Sie sagten, Politikwissenschaftler seien mit Juristen nicht auf Augenhöhe ...

Thomas Grumke: Ich würde mich niemals dafür aussprechen, dass wir so eine Behörde ohne Juristen haben, das wäre absurd - aber traditionellerweise kommen Sie da ohne juristisches Staatsexamen für eine Führungsposition nicht in Frage. Und so sind auch die Referats- bzw. Gruppenleiter für Islamismus in der Regel Juristen, keine Islamwissenschaftler.

Das liegt auch am Rotationsprinzip: Sie sind auf jeder Stelle ein paar Jahre, dann wechseln Sie, immer alle drei bis fünf Jahre innerhalb des Ministeriums.

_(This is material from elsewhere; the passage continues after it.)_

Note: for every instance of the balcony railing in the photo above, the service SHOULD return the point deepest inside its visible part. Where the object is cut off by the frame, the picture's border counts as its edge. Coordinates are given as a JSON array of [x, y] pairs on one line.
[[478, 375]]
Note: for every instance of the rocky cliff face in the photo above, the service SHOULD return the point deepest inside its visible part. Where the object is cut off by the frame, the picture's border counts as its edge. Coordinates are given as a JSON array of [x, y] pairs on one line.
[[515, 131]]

Wenn Sie 20 Jahre auf einer Position sind, ist das Endstation. In einer Behörde wird die so genannte "Verwendungsbreite" hergestellt. Das Problem für Nicht-Juristen besteht darin, dass sie diese Rotation nicht mitmachen können. Was hätte ich im Innenministerium sonst machen können?

In der Süddeutschen Zeitung stand mal, der Verfassungsschutz sei eine Behörde mit nachrichtendienstlichem Anhang. Das finde ich sehr treffend.